Tiny blog improvements

Finally, I've found some time to do some improvements on this blog engine.

First thing which was more and more missing is reasonable content for description in HTML headers. This lead to sites like Google+ always fetch the constant text and that did not look that. So now, there is something really relevant to the content, either first paragraph (what is the case for all old entries) or something I can manually edit (in case I won't be too lazy).

For automatic extraction I tried several approaches. First attempt was simply extracting first paragraph from Markdown, however I quickly remembered that quite a lot of older posts were written directly in HTML, which made this big failure. Later trying BeautifulSoup on rendered HTML, what lead to missing spaces around text which was originally in links. Finally I discovered html2text, which worked pretty easily and does what I need.

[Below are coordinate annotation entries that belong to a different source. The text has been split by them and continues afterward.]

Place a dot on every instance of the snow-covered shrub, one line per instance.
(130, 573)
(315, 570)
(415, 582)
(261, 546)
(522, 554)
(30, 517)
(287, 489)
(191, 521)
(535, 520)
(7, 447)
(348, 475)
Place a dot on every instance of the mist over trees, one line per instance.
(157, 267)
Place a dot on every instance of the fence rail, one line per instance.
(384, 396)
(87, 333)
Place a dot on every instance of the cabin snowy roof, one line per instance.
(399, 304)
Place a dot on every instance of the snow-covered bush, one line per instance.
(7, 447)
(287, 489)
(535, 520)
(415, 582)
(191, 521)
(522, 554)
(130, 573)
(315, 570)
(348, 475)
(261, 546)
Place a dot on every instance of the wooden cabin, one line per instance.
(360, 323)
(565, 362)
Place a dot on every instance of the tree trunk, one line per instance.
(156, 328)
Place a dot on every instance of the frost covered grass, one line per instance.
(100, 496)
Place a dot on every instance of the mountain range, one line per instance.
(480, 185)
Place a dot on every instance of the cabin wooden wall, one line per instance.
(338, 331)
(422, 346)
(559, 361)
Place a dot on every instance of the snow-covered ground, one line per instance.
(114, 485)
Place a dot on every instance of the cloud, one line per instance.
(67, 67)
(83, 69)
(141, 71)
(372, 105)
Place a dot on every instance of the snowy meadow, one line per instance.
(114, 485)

In the end the code looks like following:

def get_auto_summary(self):
    h2t = html2text.HTML2Text()
    h2t.body_width = 0
    h2t.ignore_images = True
    h2t.ignore_links = True
    h2t.ignore_emphasis = True
    text = h2t.handle(self.body.rendered)
    return text.splitlines()[0]

Other change affects Flattr, as providing Flattr links for each posts is now possible even without javascript (it's called Auto-submit URL), I've decided to implement them this way. Let's see how many things will get on Flattr this way (at least it will give me better indication what somebody considered being useful). Thanks for commenters on my older blog post for hints.

Comments

wrote on Jan. 13, 2012, 9:20 a.m.

Hi, It looks like the auto-submit URL is broken, I get an error message "en_US invalid language...".

wrote on Jan. 13, 2012, 9:33 a.m.

Ah, still one place where I've forgotten translation of en_US to en_GB. Thanks for noticing, should be fixed now.